By most standards, jobs for psychologists are considered “good.” They’re well paid, with the United States Bureau of Labor Statistics (BLS) reporting an overall median wage of $79,010 for the occupation. Psychologists also command a certain degree of job prestige. However, not every job you could attain with a psychology degree is equally good, and there are tradeoffs associated with earning a more advanced degree. Generally, the best jobs with an undergraduate degree in psychology are in other fields, while those with a master’s degree are in the specialty of industrial-organizational psychology and licensed psychologist jobs are best among workers with a doctorate.
Good Jobs With Bachelor’s Degrees in Psychology
When debating the quality of job opportunities with only an undergraduate degree in psychology, it’s important to clarify whether you are considering only jobs in the field of psychology or jobs in other areas. Within psychology, there are admittedly only limited career opportunities, and very few good jobs, with just a bachelor’s degree. You may be able to work as an applied behavior analyst or move into a career in social work with your bachelor’s in psychology degree, or you could use this undergraduate psychology background to work in a social science research role, such as research assistant. However, there are no good psychologist jobs with only a bachelor’s degree, because all jobs that are permitted to use the word “psychologist” in the job title require an advanced education beyond the bachelor’s degree.
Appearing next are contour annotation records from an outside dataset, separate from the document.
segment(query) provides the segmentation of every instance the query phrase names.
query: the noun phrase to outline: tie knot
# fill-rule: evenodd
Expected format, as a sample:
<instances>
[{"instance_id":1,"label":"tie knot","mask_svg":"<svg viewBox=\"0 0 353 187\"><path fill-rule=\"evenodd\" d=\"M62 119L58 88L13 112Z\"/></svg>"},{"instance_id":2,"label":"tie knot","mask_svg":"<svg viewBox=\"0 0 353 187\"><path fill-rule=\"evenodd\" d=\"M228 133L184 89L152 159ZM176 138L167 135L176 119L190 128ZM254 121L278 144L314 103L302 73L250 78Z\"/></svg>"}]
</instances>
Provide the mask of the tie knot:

The majority of psychology majors don’t go on to work in psychology, according to the American Psychological Association (APA). Outside of the field of psychology, your job prospects can improve considerably. Studying psychology gives you insight into how other people – prospective employers, clients, customers and audience members, for example – think, feel and behave. Through studying psychology, you develop skills in observation, critical thinking, problem-solving and communication, which can make you a valuable asset in many different job functions and appeal to employers in all industries.
Although there are dozens of possible non-psychology career paths open to you with an undergraduate background in psychology, certain fields draw in greater numbers of psychology majors. In business, for example, psychology majors may make excellent managers, human resources specialists, market researchers and administrative professionals. You can use your understanding of research methods, statistical analysis and the scientific method to pursue an education in a life or physical science and become a scientist. Some psychology majors enter creative fields like writing, while others choose to work in non-psychology jobs in law enforcement and criminal justice, such as police officer or probation officer.
Although you can do many jobs with a psychology degree, you may use the skills you have learned in a career that requires no degree or any degree, the APA reported – and you may have to persuade employers that your psychology background adds value.
What Can You Do With a Master’s Degree in Psychology?
By advancing your education with a master’s degree in psychology, you can open up your career opportunities to include some limited psychologist roles. Generally, a master’s degree is enough education to qualify you as an industrial-organizational psychologist. Industrial-organizational psychologists use the principles and practices of psychology to solve problems and improve performance in business and other workplace settings. Although this field of psychology requires the least education, it is one of the highest paying roles, with a median wage of $97,260, according to the BLS.
A master’s degree can also open some doors in the field of school psychology, but there are several factors to consider. Different states impose different educational requirements on school psychologists, and master’s degree programs in this field can range from short programs requiring around 30 graduate credits to lengthy programs that require 60 credits. If you choose the wrong path for school psychology jobs in your state, you could end up unable to get a license and attain a position in this field.
While 47 percent of industrial-organizational psychologists have a master’s degree, 48 percent of industrial-organizational psychologists report a doctorate as their highest level of education. An additional five percent have post-doctoral training.
The Best Psychology Jobs at the Doctoral Level
If you really want to open doors to the best jobs in the field of psychology, then there’s no substitute for earning a doctoral degree. A Doctor of Philosophy (Ph.D.) or Doctor of Psychology (Psy.D.) can prepare you to become a licensed psychologist in fields such as clinical or counseling psychology. Whether it’s research, clinical treatment of mental illnesses or counseling services that help people find better ways to approach difficult life situations that most appeals to you, a doctoral degree will help you do it.
Experience, gained both during and after your education, is also a crucial part of preparing for these high-level psychology jobs. You should expect to complete practicum and internship experiences while pursuing a psychology degree, especially at the doctoral level.